The chickens turn out to forage for themselves on our place. They don’t run wild all over, you understand: A snug henhouse lean-to along the outside wall of the horse’s barn stall lets the flock come home to roost at night and to shelter through a heavy rain. During our hard New England winters, the flock is forced to coop up and live on dry stores (homegrown, whenever practical), like the rest of us. But from the first warm days of March till the snow returns in earnest late the next December, our chickens range–free as a bird, you might say–to work for their own supper. Cash sale or barter of extra eggs and an occasional dressed capon more than pay for what feed and equipment needs buying, so the poultry products our family enjoys are free for the time spent looking after the flock–perhaps half an hour a week, egg collecting included (once the operation is up and going on its own).

There’s nothing new about raising free-range poultry, of course. It used to be done that way all over. A natural part of every old-time farmstead was a half-wild flock of chickens scratching around the barnyard and fields after bugs, native seeds and berries, plus whatever feed grain got past (or passed through) the larger farm animals.

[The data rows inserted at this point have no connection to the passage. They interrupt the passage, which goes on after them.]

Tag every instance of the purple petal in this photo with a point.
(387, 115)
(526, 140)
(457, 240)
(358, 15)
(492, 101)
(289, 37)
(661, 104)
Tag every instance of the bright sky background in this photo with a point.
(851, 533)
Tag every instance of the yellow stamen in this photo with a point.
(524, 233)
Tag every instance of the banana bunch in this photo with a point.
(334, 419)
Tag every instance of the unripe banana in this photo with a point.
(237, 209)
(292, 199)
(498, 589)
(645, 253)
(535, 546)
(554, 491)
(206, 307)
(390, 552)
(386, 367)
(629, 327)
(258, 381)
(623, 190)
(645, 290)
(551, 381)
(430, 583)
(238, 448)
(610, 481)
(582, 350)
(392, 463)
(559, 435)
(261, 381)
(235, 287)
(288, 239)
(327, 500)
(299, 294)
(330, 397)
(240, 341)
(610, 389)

Today, though, when you set out to raise your own chickens, you’ll find that a lot of published information tries to get you into factory-style production, just on a small scale. Guess the Aggy-school-trained experts don’t know any different. So they urge you to set up a miniature version of a commercial “broiler factory”–wire mesh cages tiered up one on top of the other–in your cellar. You supply medicated water and pre-ground mash, then execute the inmates after eight weeks in solitary, during which time they don’t get to scratch in the dirt or see the sun or engage in what passes for love ‘n’ marriage in Chickenland. I decided early on that I wouldn’t raise plastic chickens on my own place, and you don’t have to either. Here’s how to resurrect those fine old-time skills and raise egg-and-meat birds as close to nature’s way as makes practical sense anymore.

Prospecting Your Land  

The idea is to convince your birds to get out into the country and eat as much as they can for free You don’t need a lot of land; a flock can find a whole bunch of bugs and seeds on an acre or two. The more the better, of course, and our flock has several square miles of wild mountain to wander over, if they want. However, they restrict most of their travels to the orchard and woods that abut the henhouse side of the barn, as well as the barnyard and a couple of pastures in the other direction. The flock patrols perhaps five acres in all, seldom going much over 100 meters from the house. I can’t prove it, but I would think that this is close to the natural territorial limit for a flock of a dozen or two domestic chickens.